I can understand the impulse among the mainline denominations. It probably makes them self-conscious to be so graphically reminded every Sunday of their own denominations' journies.

It should be conceded that St. Augustine and John Calvin considered the descent into hell metaphorical and that differences exist between the Roman Catholic, Eastern Orthodox, Lutheran and Calvinist understandings of its purpose. Moreover, "hades" only indirectly means "hell" in Greek; its primary meaning is merely a reference to the abode of the dead. John Piper, who is hardly a radical, is among those who wants to remove the phrase from the creed despite its antiquity, claiming that the concept is not biblical.
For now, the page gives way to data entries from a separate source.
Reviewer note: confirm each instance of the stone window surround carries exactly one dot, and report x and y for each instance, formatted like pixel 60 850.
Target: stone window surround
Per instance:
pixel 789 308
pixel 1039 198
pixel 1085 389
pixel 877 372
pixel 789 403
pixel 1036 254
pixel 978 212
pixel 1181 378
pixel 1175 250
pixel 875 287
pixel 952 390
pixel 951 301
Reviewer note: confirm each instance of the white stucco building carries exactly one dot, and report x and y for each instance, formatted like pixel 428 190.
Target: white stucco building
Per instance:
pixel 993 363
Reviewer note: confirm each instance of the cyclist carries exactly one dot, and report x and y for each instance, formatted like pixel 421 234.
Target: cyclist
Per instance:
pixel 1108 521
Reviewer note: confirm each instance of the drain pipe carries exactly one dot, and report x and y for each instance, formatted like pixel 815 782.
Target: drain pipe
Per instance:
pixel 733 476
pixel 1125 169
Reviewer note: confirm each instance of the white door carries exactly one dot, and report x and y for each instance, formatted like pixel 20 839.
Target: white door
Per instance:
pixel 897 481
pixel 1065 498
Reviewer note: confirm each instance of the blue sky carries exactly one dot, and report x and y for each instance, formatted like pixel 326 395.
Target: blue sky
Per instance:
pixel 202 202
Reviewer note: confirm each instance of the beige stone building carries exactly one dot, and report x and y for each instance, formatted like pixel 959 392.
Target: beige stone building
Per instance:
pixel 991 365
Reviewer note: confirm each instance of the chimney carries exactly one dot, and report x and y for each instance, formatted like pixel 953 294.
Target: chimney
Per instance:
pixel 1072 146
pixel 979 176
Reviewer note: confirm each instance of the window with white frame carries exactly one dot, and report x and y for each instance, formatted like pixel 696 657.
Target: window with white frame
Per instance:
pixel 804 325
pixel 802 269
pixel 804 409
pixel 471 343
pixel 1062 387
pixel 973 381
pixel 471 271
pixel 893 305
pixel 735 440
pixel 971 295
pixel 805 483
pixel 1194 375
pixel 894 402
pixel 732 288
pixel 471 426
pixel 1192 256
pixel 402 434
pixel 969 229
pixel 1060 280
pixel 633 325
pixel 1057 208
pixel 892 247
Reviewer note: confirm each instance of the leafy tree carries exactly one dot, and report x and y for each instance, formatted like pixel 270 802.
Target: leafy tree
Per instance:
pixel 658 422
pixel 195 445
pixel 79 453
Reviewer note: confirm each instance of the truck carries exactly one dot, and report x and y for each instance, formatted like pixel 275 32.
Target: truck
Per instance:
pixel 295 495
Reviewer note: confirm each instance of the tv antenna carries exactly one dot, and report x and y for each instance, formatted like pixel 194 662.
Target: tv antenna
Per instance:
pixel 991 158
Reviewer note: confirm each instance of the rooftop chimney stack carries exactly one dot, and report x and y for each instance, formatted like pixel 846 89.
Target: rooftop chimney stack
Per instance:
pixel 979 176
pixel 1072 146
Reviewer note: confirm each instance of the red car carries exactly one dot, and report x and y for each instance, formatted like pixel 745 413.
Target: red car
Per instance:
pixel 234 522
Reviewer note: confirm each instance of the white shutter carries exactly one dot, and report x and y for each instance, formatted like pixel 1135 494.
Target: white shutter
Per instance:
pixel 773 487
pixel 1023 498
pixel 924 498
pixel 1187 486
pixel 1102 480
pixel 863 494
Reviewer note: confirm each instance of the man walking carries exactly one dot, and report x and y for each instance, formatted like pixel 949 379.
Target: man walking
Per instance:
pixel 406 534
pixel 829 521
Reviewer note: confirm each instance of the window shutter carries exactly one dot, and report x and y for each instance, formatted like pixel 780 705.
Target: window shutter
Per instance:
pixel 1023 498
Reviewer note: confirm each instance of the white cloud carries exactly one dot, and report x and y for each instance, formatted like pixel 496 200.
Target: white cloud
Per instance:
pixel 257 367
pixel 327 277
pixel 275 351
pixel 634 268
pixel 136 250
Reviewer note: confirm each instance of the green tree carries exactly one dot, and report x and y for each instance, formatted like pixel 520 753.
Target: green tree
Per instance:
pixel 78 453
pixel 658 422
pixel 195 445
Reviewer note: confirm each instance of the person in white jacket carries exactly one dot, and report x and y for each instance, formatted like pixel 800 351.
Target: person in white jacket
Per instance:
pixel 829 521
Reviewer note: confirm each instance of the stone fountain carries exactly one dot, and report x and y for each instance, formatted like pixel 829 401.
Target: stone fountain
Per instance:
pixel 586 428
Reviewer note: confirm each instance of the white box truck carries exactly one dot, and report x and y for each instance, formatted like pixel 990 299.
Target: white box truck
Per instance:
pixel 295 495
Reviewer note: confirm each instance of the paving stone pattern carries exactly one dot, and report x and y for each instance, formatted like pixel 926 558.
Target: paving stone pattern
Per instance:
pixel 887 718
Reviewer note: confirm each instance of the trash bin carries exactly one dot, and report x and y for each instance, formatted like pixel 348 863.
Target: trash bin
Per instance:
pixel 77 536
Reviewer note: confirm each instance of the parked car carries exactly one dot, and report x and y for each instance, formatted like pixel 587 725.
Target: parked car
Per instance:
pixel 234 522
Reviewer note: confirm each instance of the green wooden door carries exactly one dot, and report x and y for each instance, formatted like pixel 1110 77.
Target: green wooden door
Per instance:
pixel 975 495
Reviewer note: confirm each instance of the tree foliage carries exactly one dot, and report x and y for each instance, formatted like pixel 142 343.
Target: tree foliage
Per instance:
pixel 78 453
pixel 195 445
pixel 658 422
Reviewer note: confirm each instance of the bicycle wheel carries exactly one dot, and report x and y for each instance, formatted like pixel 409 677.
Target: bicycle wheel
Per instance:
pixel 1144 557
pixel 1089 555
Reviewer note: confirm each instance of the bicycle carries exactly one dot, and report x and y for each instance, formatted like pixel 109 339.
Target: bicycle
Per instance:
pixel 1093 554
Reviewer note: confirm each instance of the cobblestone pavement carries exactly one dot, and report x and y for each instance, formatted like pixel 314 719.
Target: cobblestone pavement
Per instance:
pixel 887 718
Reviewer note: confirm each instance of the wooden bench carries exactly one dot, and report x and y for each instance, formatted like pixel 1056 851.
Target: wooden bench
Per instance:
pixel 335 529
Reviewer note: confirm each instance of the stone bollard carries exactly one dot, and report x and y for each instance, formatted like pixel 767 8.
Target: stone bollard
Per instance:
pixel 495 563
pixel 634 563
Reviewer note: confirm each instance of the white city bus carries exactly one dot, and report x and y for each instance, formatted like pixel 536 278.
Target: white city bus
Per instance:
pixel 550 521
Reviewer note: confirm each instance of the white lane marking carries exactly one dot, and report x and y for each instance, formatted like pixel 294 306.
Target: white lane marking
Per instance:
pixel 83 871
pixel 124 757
The Bible itself disagrees, however, and in context I think the meaning of "hades" in this connection is rather clear:

For Christ also suffered once for sins, the righteous for the unrighteous, so that he might bring us to God, being put to death in the flesh but made alive in the spirit, in which he went and proclaimed to the spirits in prison,  because they formerly did not obey,  when God’s patience waited in the days of Noah, while the ark was being prepared, in which a few, that is, eight persons, were brought safely through water. Baptism, which corresponds to this, unow saves you, not as a removal of dirt from the body but as an appeal to God for a good conscience, through the resurrection of Jesus Christ, who has gone into heaven and is at the right hand of God, with angels, authorities, and powers having been subjected to him. (I Peter 3:18-22 ESV)
Whether the descent was for the purpose of liberating the spirits of the patriarchs, as the Roman church teaches (a bit of a stretch, I think, if one relies on the text) or to proclaim His victory over Satan and hell, as Luther taught, I don't think it's possible for anybody who recognizes the canonicity of 1 Peter to deny that the phrase "he descended into hell" does not merely date from the earliest era of Christian liturgy, but is absolutely biblical.